Multi-step spike encoding
Static pretrained image and text features are repeated over time and transformed by PLIF neurons into sparse spike sequences.
Unsupervised Cross-Modal Hashing · Spiking Neural Networks · Efficient Retrieval
SpikeHash is an unsupervised spiking framework for cross-modal hashing retrieval. It replaces the conventional continuous hash-head paradigm with spike-state evolution, directional spike interaction, and positive-negative spike competition, directly coupling cross-modal semantic learning with binary hash-code generation.
College of Computer Science and Technology, Jilin University · Key Laboratory of Symbolic Computation and Knowledge Engineering of Ministry of Education
Cross-modal hashing retrieval encodes heterogeneous data into compact binary codes for efficient Hamming-space search. Existing methods usually learn cross-modal semantics in continuous feature spaces and generate binary codes through a final sign operation, which weakly couples training optimization with discrete hash retrieval. We propose SpikeHash, a unified spiking framework that formulates cross-modal hashing as spike-state evolution, directional spike interaction, and competitive spike readout. Specifically, SpikeHash converts image and text features into multi-timestep spike sequences. In a shared Hamming space, the two spike sequences jointly drive the temporal evolution of a shared hash state. Cross-modal interaction is further performed through directional spike modulation, enabling each modality to influence the firing dynamics of the other. Crucially, SpikeHash replaces the conventional continuous hash head with a positive-negative hash readout, where each hash bit is produced by temporal competition between paired spike channels. Experimental results show that SpikeHash maintains competitive retrieval accuracy while effectively reducing the number of parameters, computational cost, and energy consumption, demonstrating the potential of spiking neural networks for efficient cross-modal hashing retrieval.
Motivation
Many hashing pipelines optimize dense floating-point representations and only quantize them at the end. The optimized space is continuous, whereas deployment relies on discrete Hamming neighborhoods.

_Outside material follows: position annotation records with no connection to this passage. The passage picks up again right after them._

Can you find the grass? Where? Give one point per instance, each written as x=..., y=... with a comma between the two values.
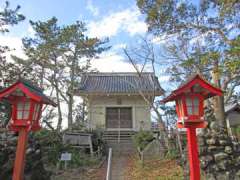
x=162, y=169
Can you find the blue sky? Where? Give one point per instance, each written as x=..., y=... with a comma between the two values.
x=120, y=21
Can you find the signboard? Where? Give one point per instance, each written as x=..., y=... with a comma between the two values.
x=66, y=157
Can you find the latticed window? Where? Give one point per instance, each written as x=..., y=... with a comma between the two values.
x=192, y=104
x=23, y=109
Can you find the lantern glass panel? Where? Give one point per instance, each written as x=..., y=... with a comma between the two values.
x=36, y=111
x=196, y=105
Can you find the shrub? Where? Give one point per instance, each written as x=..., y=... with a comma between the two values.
x=142, y=139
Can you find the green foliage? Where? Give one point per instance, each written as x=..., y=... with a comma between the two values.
x=51, y=144
x=9, y=16
x=200, y=37
x=142, y=139
x=172, y=153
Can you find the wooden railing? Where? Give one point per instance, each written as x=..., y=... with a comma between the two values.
x=109, y=165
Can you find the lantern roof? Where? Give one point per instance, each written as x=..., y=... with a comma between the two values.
x=195, y=84
x=27, y=88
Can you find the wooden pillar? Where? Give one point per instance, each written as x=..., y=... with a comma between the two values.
x=193, y=154
x=19, y=163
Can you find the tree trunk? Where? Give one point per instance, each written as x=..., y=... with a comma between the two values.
x=55, y=81
x=218, y=100
x=70, y=93
x=70, y=112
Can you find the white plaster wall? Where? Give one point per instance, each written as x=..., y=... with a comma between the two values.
x=140, y=110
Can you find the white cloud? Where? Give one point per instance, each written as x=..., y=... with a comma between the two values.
x=15, y=45
x=112, y=62
x=126, y=20
x=93, y=9
x=30, y=31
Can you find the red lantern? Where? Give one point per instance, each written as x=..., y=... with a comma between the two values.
x=27, y=101
x=189, y=99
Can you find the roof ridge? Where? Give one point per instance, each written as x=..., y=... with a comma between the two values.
x=118, y=73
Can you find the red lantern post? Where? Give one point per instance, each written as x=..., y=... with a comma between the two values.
x=27, y=101
x=189, y=98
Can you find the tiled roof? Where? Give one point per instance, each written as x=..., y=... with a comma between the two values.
x=119, y=83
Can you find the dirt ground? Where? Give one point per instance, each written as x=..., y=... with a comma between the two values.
x=82, y=174
x=153, y=170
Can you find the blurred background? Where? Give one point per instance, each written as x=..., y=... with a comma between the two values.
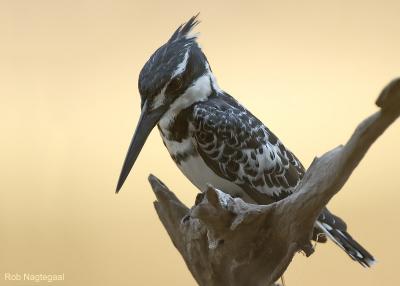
x=310, y=70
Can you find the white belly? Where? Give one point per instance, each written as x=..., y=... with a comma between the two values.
x=196, y=170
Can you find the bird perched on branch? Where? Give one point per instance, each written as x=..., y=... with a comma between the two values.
x=214, y=140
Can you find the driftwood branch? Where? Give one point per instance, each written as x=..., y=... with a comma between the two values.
x=225, y=241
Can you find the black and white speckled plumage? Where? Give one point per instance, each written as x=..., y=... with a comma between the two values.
x=215, y=140
x=240, y=148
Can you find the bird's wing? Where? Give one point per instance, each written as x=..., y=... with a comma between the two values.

Existing methods can still depend on dense ANN modules before generating compact hash codes, limiting low-power and neuromorphic deployment.
SpikeHash treats hash learning as spike-state regulation, directional cross-modal modulation, and competitive spike readout, aligning unsupervised cross-modal learning with the final binary code.
Method
Static pretrained image and text features are repeated over time and transformed by PLIF neurons into sparse spike sequences.

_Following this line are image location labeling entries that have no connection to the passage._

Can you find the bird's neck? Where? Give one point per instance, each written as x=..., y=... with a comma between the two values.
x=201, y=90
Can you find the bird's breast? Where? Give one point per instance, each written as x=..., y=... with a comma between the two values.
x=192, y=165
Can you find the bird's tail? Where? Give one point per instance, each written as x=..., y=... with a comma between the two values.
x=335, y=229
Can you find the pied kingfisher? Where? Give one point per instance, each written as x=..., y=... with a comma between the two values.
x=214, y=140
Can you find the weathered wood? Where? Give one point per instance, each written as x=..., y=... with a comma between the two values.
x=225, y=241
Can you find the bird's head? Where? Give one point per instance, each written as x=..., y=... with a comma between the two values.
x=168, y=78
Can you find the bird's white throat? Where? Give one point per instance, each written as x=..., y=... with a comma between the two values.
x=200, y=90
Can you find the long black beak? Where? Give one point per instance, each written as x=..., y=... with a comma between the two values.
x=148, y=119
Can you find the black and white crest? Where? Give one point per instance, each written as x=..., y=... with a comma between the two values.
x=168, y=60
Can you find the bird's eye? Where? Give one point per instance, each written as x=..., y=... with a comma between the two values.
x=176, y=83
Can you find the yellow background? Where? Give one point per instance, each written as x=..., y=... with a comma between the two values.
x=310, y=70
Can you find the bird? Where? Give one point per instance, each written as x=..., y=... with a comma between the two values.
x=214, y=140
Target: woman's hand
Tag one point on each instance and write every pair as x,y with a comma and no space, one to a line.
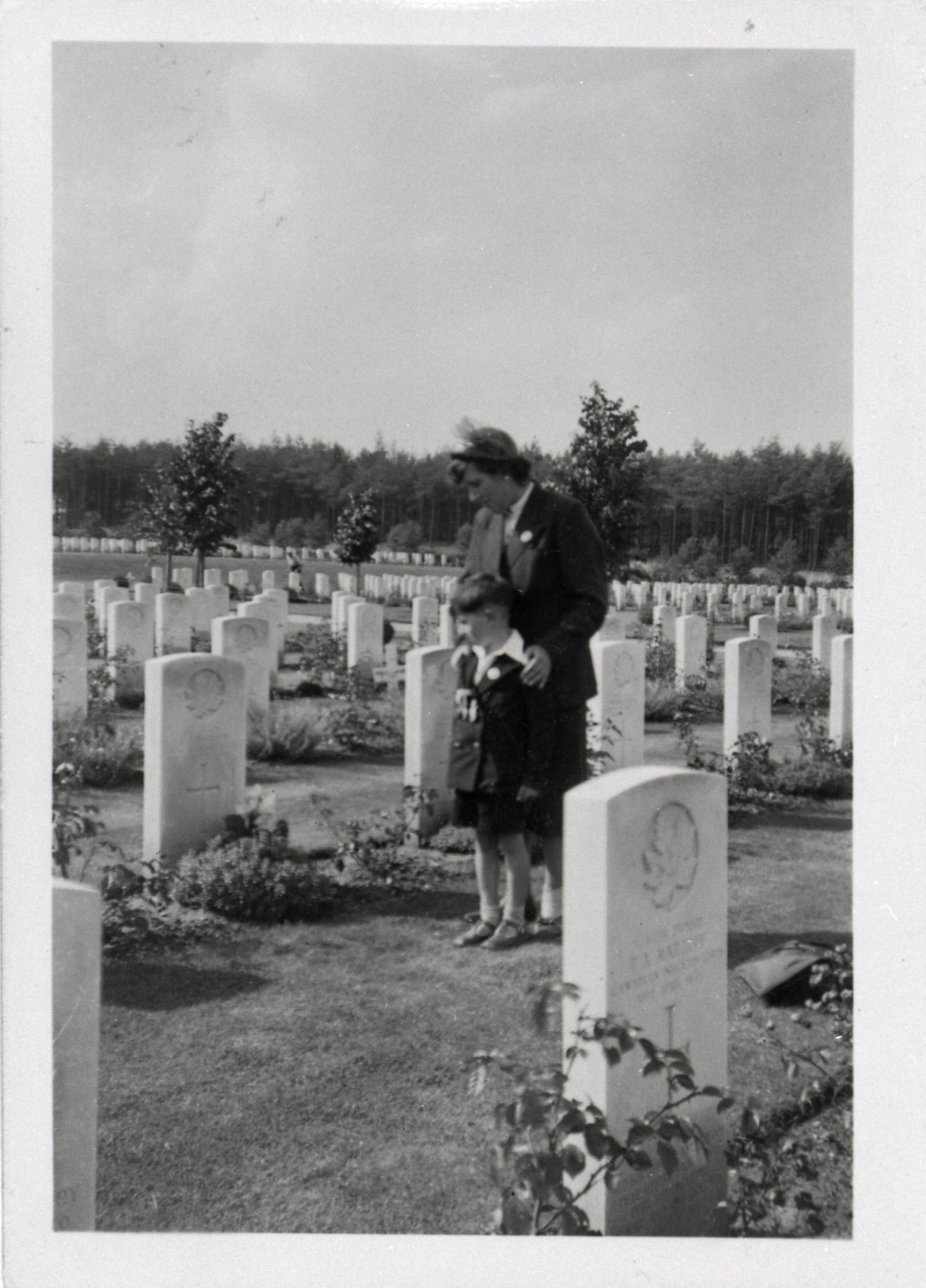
538,666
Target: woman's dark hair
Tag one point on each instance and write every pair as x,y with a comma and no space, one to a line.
519,470
476,593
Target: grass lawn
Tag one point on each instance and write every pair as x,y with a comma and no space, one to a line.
311,1077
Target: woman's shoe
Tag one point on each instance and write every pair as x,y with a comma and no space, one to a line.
548,928
478,934
508,935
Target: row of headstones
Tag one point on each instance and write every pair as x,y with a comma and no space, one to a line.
155,624
248,550
646,910
644,930
743,599
102,545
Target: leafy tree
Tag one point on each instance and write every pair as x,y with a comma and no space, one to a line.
786,559
741,564
206,482
602,469
290,532
406,536
357,532
162,516
840,558
317,531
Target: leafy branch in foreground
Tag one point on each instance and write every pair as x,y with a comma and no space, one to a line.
553,1140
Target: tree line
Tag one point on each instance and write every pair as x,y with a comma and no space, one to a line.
647,504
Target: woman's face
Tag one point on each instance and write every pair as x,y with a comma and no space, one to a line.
496,491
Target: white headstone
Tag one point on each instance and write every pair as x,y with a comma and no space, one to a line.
392,668
747,689
646,941
280,599
823,630
195,733
431,684
266,611
219,601
337,597
340,610
664,620
425,621
68,606
173,624
76,951
129,626
764,626
68,668
248,640
690,647
841,691
200,608
365,636
618,710
447,628
107,596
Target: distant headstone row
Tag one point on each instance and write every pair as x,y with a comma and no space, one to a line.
250,550
743,601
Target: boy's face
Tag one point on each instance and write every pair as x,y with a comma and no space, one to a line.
485,626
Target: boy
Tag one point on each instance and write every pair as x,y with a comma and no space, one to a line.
501,750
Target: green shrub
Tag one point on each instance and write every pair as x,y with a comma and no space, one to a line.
358,728
660,659
282,735
817,778
802,683
101,753
253,879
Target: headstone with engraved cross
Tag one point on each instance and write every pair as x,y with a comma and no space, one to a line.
646,942
747,689
618,709
195,733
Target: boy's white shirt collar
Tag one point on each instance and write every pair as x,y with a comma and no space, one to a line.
513,648
514,514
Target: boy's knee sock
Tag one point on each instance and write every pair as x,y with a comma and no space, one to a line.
487,881
518,868
552,901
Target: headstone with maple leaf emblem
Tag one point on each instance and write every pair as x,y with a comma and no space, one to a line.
644,938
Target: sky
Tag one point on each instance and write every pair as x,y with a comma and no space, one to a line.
348,243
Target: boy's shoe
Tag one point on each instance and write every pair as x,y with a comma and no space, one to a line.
548,928
508,935
477,934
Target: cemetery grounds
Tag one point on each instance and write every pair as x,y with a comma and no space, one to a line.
314,1076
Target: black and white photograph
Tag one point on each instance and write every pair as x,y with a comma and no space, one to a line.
437,437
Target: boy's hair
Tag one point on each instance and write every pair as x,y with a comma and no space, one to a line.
477,593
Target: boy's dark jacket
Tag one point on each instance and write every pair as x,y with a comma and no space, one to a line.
556,562
503,731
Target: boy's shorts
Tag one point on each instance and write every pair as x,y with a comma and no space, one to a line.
490,812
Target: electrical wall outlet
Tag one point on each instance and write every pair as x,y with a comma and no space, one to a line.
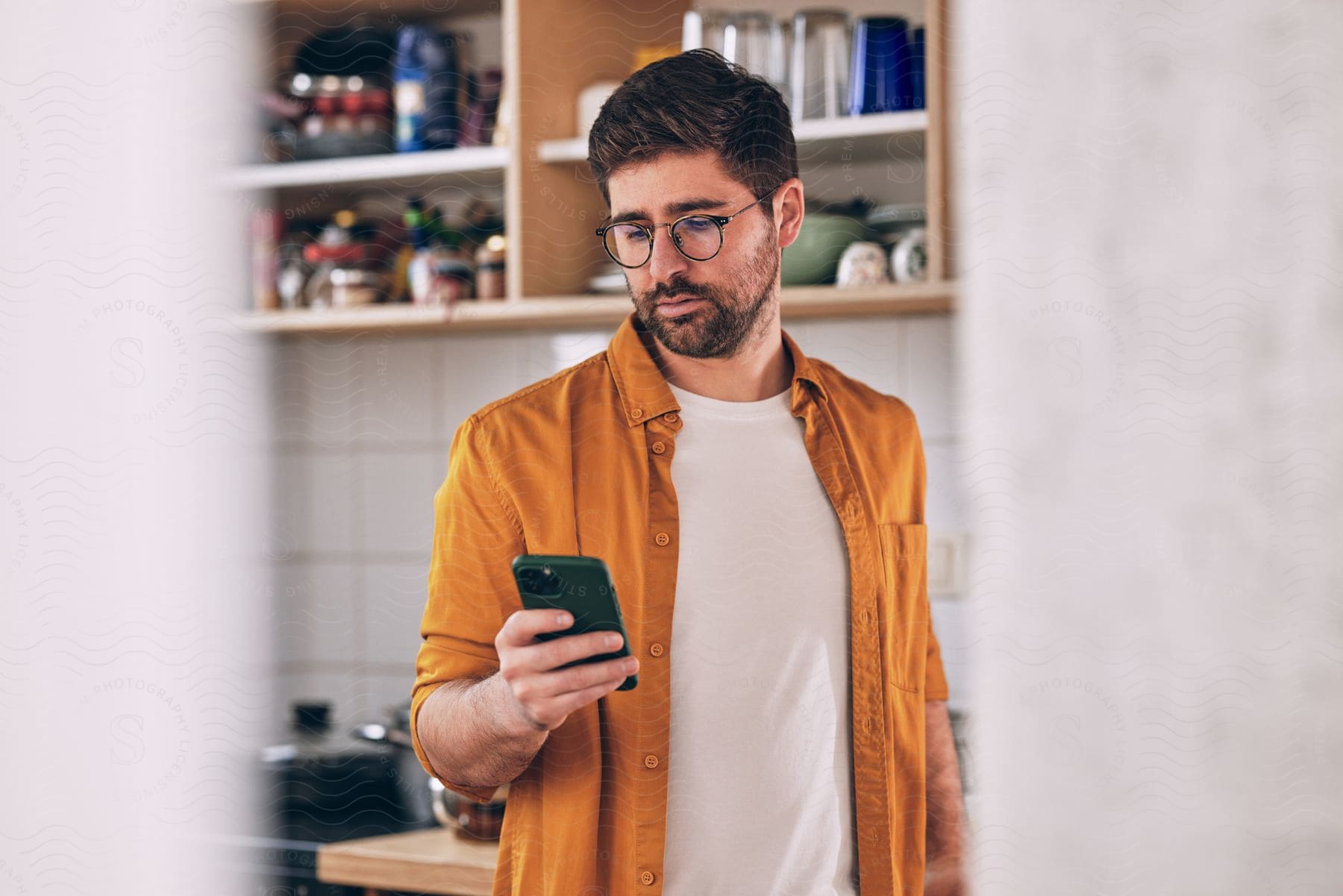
946,558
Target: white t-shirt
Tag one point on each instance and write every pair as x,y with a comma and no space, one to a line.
760,766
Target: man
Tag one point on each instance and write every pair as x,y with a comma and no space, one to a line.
789,733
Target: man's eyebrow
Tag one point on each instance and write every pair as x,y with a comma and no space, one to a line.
674,210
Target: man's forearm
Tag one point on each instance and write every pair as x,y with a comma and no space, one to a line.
473,736
945,839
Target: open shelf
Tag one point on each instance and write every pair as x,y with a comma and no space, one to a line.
813,136
389,167
797,303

SSHSE builds a shared spiking hash state jointly driven by image and text spike events, then feeds the state back to both modalities through residual modulation.
CMSGI performs directional text-to-image and image-to-text channel modulation without constructing dense token-to-token attention matrices.
Each hash bit is generated by temporal competition between positive and negative spike channels, reducing the mismatch between training scores and inference codes.
Experiments
mAP@50 comparison with state-of-the-art cross-modal hashing methods on MIRFlickr, NUS-WIDE, and MSCOCO. I2T and T2I denote image-to-text and text-to-image retrieval.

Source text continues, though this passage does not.